RECOMP: Improving Retrieval-Augmented LMs with Compression and Selective
Augmentation
- URL: http://arxiv.org/abs/2310.04408v1
- Date: Fri, 6 Oct 2023 17:55:36 GMT
- Title: RECOMP: Improving Retrieval-Augmented LMs with Compression and Selective
Augmentation
- Authors: Fangyuan Xu, Weijia Shi, Eunsol Choi
- Abstract summary: We propose compressing retrieved documents into textual summaries prior to in-context integration.
This not only reduces the computational costs but also relieves the burden of LMs to identify relevant information in long retrieved documents.
We show that our compressors trained for one LM can transfer to other LMs on the language modeling task and provide summaries largely faithful to the retrieved documents.

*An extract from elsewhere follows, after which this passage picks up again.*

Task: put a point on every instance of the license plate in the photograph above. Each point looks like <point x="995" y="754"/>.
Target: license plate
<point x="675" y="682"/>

- Score: 61.53695868960846
- License: http://creativecommons.org/licenses/by/4.0/
- Abstract: Retrieving documents and prepending them in-context at inference time
improves performance of language model (LMs) on a wide range of tasks. However,
these documents, often spanning hundreds of words, make inference substantially
more expensive. We propose compressing the retrieved documents into textual
summaries prior to in-context integration. This not only reduces the
computational costs but also relieves the burden of LMs to identify relevant
information in long retrieved documents. We present two compressors -- an
extractive compressor which selects useful sentences from retrieved documents
and an abstractive compressor which generates summaries by synthesizing
information from multiple documents. Both compressors are trained to improve
LMs' performance on end tasks when the generated summaries are prepended to the
LMs' input, while keeping the summary concise.If the retrieved documents are
irrelevant to the input or offer no additional information to LM, our
compressor can return an empty string, implementing selective augmentation.We
evaluate our approach on language modeling task and open domain question
answering task. We achieve a compression rate of as low as 6% with minimal loss
in performance for both tasks, significantly outperforming the off-the-shelf
summarization models. We show that our compressors trained for one LM can
transfer to other LMs on the language modeling task and provide summaries
largely faithful to the retrieved documents.